Viewer Mail
Got this in email yesterday:
Looking at FNM this morning it was trading 4.85. The Sept 5.00 call was trading about 1.25. I realize this is just because the vol has blown out and selling this vol is probably the right thing to do. Were it a more normal situation I know a strangle, straddle, butterfly or condor would be the way to play this. (But not possible here because no reasonable strikes below atm.)
One of my friends suggested writing the 5 call and buying the stock… doing a covered call to sell the vol. this seems wrong to me intuitively but I can’t articulate why. If you were hell-bent on writing options here writing a call spread in sept (5/6 5/7 etc) would probably be the way to go, but I can’t explain to him in simple English why the covered call strategy is a poor choice here.
Giuseppe Franco
Wow, didn’t realize you owned the company (or anything about it). Or were an options trader.
OK, confession; that’s not the emailers real name. Here’s my response.
I guess it all depends on the direction you want to play for. If you want to play a direction at all.
A covered call write is almost exactly the same thing as a naked put sale, so it’s a bullish play. Selling a call spread is a conservative bearish play, you’ll max out if the stock closes under 5. You only risk (1-the spread premium) but can only make the spread premium.
If you want to simply sell the volatility, and don’t have a directional bias, the proper play is to sell either straddles or strangles on a delta neutral basis. By delta neutral I mean either sell calls and puts with the same delta, or tweak the quantities a little bit.
In a follow up email, Guiseppe admitted he knew a covered call was the same thing as a naked put, but “our reaction to the short put was “no way” while, for some reason, the covered call seemed acceptable…….biases are funny things, no?”
Yes on the biases, and it’s pretty easy to see why Giuseppe says that. Everyone on Wall Street tells us so. Covered calls are considered some sort of “safe” income generation, while naked puts are for insane dice-rollers, Yet they have exactly the same risk/reward profile. P&L’s might differ modestly as interest rates and dividends fluctuate, but for all intents and purposes they are identical. And in fact put sales were wildly more preferable until they adjusted margin treatment a couple years ago (the stock and the call did not offset for margin purposes).
Bottom line is that both are conservative bullish plays, especially in a stock that is already a call option in and of itself. If you are wildly bullish on FNM equity for whatever reason, better to just buy the stock. It’s highly likely somewhere, someday, someway (great Marshall Crenshaw song by that name btw, can’t find the real video though, so here’s “Whenever You’re on My Mind“) FNM and FRE will do a quick short-squeezing double on the way to zero. That double might be 2 to 4, but it happens at some juncture every time.
August 21st, 2008 at 12:35 pm
Psychologically, there is a big difference between the covered call and the naked put.

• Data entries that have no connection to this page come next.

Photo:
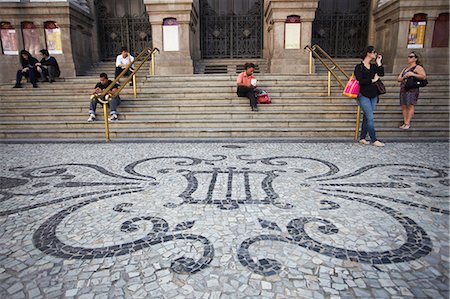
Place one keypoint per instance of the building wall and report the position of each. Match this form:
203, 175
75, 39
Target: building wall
392, 21
76, 35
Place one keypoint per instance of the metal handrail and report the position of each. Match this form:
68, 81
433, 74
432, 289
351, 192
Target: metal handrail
105, 96
331, 72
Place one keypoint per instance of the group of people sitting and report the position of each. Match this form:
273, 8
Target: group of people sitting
366, 73
47, 68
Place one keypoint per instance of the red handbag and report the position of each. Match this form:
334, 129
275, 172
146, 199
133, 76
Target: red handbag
263, 97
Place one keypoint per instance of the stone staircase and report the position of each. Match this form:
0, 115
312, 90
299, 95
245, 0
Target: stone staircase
229, 66
205, 106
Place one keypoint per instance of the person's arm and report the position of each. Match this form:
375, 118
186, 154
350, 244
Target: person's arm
359, 76
419, 73
118, 61
239, 80
400, 78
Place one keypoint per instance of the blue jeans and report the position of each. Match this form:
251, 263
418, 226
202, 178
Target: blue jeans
115, 101
368, 125
31, 73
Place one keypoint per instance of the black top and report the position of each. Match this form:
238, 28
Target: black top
364, 76
51, 61
29, 62
101, 86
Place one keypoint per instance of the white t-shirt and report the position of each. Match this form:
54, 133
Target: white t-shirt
125, 61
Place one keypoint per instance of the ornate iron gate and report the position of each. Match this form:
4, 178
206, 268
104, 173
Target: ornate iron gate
133, 32
231, 36
342, 33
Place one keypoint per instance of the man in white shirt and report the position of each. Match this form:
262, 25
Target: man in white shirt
122, 61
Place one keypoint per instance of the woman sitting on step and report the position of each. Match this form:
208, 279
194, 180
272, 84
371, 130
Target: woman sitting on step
246, 85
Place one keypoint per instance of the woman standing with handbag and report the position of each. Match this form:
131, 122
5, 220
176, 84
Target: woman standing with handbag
408, 98
367, 74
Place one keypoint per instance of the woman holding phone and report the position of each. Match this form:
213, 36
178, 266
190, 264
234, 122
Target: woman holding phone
367, 74
408, 98
246, 85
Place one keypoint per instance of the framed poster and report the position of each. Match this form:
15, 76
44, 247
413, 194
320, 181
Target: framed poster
171, 40
53, 40
9, 41
292, 30
416, 35
30, 37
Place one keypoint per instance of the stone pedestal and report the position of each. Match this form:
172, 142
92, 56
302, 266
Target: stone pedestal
185, 12
392, 19
293, 61
76, 26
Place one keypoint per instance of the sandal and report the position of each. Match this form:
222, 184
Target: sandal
405, 126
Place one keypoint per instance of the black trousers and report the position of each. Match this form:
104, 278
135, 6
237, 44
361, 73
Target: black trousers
119, 70
249, 92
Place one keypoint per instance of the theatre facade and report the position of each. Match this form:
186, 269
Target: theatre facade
80, 33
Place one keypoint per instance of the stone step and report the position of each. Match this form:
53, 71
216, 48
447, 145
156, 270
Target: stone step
127, 133
234, 105
212, 115
216, 123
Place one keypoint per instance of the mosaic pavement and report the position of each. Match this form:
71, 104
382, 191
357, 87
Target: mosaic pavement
224, 220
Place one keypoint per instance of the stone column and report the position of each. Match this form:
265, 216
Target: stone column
398, 14
172, 62
276, 11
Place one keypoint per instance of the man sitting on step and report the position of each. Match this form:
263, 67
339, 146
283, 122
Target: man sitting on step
246, 85
115, 101
122, 61
48, 67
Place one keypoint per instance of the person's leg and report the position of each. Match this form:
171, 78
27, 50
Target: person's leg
248, 92
52, 73
113, 104
93, 105
19, 76
365, 105
405, 114
118, 71
410, 114
368, 105
32, 74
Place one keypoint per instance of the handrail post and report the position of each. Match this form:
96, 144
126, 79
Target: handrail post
310, 62
105, 115
329, 83
134, 86
358, 120
153, 63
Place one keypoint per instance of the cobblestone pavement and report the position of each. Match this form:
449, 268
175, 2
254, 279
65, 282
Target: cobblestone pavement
224, 220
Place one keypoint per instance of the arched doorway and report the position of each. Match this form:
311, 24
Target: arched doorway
341, 27
122, 23
231, 28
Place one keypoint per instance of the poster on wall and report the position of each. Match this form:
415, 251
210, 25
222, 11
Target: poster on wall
53, 39
9, 41
30, 37
292, 36
416, 36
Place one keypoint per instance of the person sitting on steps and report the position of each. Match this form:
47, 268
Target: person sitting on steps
246, 85
48, 67
28, 70
122, 61
113, 104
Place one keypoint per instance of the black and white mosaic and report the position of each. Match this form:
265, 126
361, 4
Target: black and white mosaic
226, 208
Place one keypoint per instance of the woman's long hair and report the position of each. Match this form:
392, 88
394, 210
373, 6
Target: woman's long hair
418, 62
22, 60
368, 49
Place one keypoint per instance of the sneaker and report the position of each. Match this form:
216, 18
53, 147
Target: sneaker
378, 143
113, 117
91, 117
364, 141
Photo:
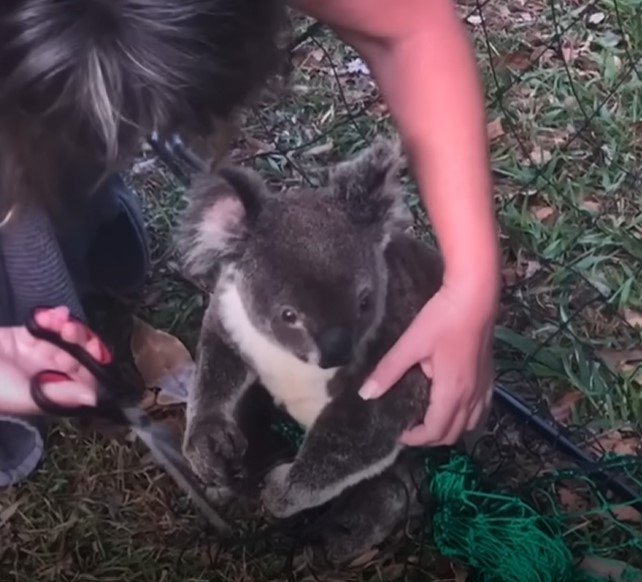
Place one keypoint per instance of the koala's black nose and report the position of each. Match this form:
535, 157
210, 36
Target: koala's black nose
335, 345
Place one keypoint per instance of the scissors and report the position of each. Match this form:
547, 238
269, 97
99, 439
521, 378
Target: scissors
116, 402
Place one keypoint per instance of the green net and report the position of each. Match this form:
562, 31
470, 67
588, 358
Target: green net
528, 535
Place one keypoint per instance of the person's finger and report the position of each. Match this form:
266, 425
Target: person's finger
52, 319
15, 397
404, 354
476, 415
73, 333
442, 412
68, 393
455, 431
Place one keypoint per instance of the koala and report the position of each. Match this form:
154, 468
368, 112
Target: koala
308, 289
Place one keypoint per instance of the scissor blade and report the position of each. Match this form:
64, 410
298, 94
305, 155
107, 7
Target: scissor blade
162, 445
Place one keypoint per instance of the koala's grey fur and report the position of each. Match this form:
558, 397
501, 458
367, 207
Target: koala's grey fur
339, 259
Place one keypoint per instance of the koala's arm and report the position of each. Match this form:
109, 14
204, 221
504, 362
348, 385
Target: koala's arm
351, 441
213, 442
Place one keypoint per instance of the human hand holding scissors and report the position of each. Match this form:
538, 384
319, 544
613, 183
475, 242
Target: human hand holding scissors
116, 401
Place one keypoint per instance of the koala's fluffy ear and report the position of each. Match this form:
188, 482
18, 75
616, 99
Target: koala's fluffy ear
217, 219
368, 186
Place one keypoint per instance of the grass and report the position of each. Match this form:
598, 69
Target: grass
564, 98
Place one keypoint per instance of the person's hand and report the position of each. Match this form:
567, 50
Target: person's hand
451, 339
22, 356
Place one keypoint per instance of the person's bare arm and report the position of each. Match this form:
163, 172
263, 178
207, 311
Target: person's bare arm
420, 56
423, 63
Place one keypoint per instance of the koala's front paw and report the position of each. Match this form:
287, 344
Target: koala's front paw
277, 495
215, 451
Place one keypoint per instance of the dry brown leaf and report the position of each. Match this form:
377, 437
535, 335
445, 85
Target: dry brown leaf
540, 156
495, 129
613, 570
591, 204
570, 500
543, 213
627, 513
627, 362
519, 61
633, 317
617, 443
317, 150
162, 360
561, 410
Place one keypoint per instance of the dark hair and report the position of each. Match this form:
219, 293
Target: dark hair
89, 79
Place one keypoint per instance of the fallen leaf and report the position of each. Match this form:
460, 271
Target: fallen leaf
540, 156
596, 17
627, 513
519, 61
317, 150
616, 442
633, 317
591, 204
163, 362
613, 570
543, 213
561, 410
626, 362
259, 147
495, 129
510, 276
357, 66
570, 500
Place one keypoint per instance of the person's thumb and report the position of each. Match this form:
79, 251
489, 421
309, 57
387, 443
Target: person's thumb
404, 354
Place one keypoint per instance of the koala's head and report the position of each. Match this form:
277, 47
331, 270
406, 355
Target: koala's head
307, 264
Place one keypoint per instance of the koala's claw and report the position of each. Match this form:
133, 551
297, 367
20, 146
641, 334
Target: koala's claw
216, 452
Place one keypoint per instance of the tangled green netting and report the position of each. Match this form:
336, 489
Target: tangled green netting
501, 538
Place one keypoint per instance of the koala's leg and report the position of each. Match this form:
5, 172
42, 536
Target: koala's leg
214, 443
351, 441
372, 510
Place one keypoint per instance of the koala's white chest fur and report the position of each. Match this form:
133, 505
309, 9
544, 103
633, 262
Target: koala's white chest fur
300, 387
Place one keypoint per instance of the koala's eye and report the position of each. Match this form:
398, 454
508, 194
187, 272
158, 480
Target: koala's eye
289, 316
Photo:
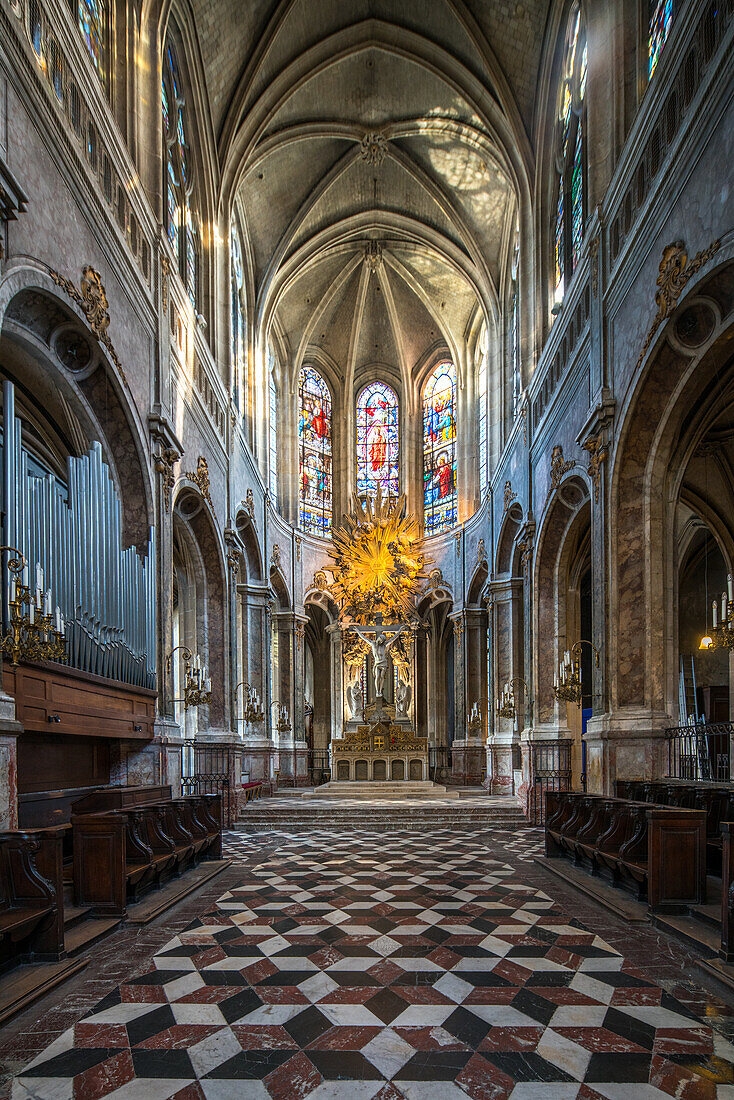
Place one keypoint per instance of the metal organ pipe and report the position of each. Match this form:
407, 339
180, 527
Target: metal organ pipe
107, 594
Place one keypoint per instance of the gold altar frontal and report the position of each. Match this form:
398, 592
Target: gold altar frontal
380, 752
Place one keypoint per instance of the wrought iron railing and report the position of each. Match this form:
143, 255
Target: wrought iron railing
700, 752
550, 770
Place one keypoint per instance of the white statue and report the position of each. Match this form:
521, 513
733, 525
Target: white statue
380, 648
354, 700
403, 696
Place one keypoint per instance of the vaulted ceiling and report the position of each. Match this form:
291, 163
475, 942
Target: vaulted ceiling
376, 151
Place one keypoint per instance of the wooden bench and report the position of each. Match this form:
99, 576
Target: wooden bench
656, 851
120, 854
253, 790
31, 897
715, 799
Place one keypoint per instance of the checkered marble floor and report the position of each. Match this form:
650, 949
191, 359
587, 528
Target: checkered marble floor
367, 966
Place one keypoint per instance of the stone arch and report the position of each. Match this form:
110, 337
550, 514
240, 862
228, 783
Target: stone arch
666, 415
506, 550
195, 525
558, 526
54, 358
251, 552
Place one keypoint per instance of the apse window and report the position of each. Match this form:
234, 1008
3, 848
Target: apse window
659, 28
378, 441
439, 449
315, 470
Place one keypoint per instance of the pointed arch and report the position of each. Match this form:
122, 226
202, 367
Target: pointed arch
315, 455
439, 449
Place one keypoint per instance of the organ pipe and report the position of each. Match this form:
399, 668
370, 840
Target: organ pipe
107, 594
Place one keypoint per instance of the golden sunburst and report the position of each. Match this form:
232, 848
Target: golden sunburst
378, 565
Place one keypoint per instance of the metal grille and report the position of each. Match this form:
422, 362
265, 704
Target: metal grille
550, 770
700, 752
212, 769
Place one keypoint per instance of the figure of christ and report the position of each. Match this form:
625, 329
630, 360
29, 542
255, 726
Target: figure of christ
380, 648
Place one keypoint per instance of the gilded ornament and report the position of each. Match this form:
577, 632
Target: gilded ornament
91, 298
200, 479
598, 454
378, 565
165, 461
558, 468
674, 274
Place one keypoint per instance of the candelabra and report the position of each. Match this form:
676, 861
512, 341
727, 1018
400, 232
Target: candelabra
474, 721
283, 721
33, 633
722, 635
506, 705
197, 684
567, 683
253, 710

With the covered call, you lay out the cash up front. Your cash balance drops and doesn’t tempt you to do something with it. You eat your vegetables and the main dish and hope that you will be rewarded with dessert.
With the naked put, you get the income up front. Your cash balance grows. You have already scarfed down your dessert, and you start looking around for other treats.
So, I do covered calls and avoid naked puts. It works for me. It keeps me honest about how much I should risk on a position. It restricts me to stocks where I feel like I have some ability to understand what moves the share price.
I can approach covered calls as stock trading with a twist, and I feel I’m competent to do that. I sell (and buy, if I roll forward) options, but I’m not ready to act like an options trader.
August 21st, 2008 at 2:04 pm
true, I mean there are differences like you mention, but only in the margin treatment. There’s certainly nothing wrong with preferring one to the other, it’s just that the risk/reward is the same, yet institutional Wall Street treats them so differently.